10. The majority of the Employment Tribunal have also reminded ourselves of principle 2 of the Ansar case 'If an objection of bias is made, it will be the duty of the chairman to consider the objection and exercise his judgment upon it. He would be as wrong to yield to a tenuous or frivolous objection as he would to ignore an objection of substance'. The majority of the Employment Tribunal conclude that the questions, comments and tone attributed to Mr Carter by the claimant, even if they were made in the way alleged did not give 'the appearance of a closed mind against a party on a matter which calls for decision by the tribunal when that party had not presented all its evidence relevant to the point or had the opportunity to address the Tribunal on that evidence', the circumstances in which the EAT said in the case of Peter Simper & Co Ltd v Cooke … the impression of bias could be given."

  1. Faced with that material, it seems to me that unfortunately I have to make some kind of factual finding about what happened at the Tribunal in relation to Mr Carter's questioning. This is always a difficult task, and is particularly so with the evidence presented in this way.
  1. I note first the Claimant did not raise the question of Mr Carter's behaviour in an appeal. He only brought it up in 2013 when he was facing the costs application. I also observed in the course of the hearing that his evidence in the witness statement certainly could not be categorised as 100% reliable. At paragraph 21 he said:

"… I was not surprised to find myself characterised as irascible, unreasonable, ungrateful, disingenuous and so on [he is there referring to what is said in the Judgment] …"

I could not find, and I was not referred to, anything that justified him saying that he had been characterised in those ways.

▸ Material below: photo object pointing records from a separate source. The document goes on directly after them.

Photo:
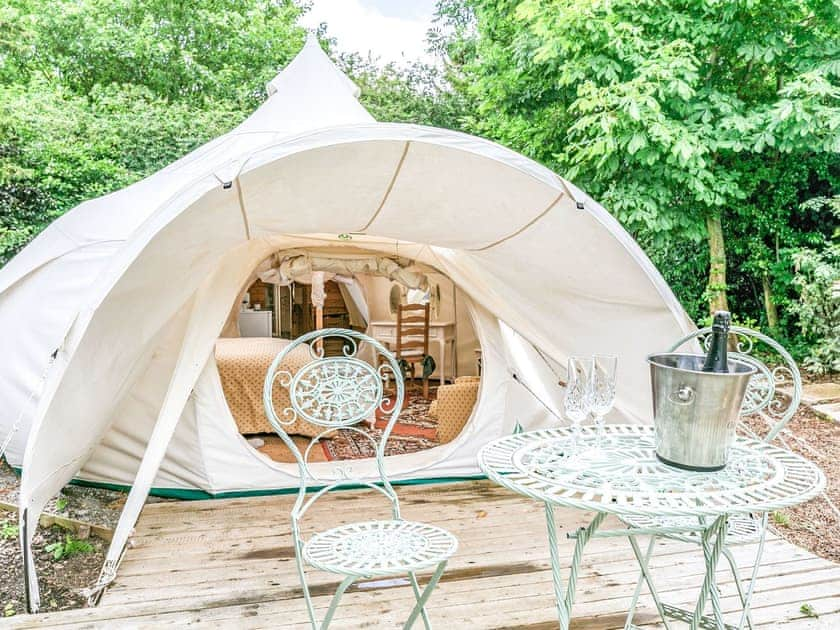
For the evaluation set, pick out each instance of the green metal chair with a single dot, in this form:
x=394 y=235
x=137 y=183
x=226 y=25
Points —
x=771 y=400
x=338 y=393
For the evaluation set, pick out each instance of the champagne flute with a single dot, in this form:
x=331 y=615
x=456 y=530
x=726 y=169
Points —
x=603 y=391
x=577 y=401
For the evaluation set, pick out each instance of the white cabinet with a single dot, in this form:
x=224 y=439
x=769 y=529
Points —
x=255 y=323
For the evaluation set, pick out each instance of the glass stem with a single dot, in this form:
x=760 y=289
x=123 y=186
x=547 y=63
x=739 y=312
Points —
x=599 y=431
x=575 y=437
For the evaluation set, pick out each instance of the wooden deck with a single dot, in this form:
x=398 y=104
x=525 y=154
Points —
x=230 y=564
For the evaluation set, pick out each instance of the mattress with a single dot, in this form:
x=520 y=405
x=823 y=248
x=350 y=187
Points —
x=243 y=363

  1. Two of the Employment Tribunal members, including the one allegedly responsible for the line of questioning objected to, say that they remember questions being posed but not in the way recalled by the Claimant. They say that the questions were posed firmly but not aggressively. They say that even if the questions were made in the way alleged, that did not give rise to an appearance or a closed mind. It seems to me that they are somewhat equivocal in those statements and at the very least do not seem to be expressly denying that Mr Carter made the remarks about not having to obey any of the rules and about the Claimant being "Mr Nice Guy".
  1. Mr Rao was simply not able, he said, to recall either whether such questions were asked or if so in what tone. It seems to me significant that Mr Rao was not prepared to say that what the Claimant said had happened had most certainly not happened.
  1. The Respondents, as I have already indicated, have said nothing as to what they recall having happened at the Tribunal.
  1. Taking all this material into account and notwithstanding the late stage at which he raised his complaints I find on balance that the Claimant's account at paragraphs 12 to 16 inclusive of his witness statement is an accurate and true account of what did happen at the Tribunal. Before saying any more about this, I will pass on to his other complaints.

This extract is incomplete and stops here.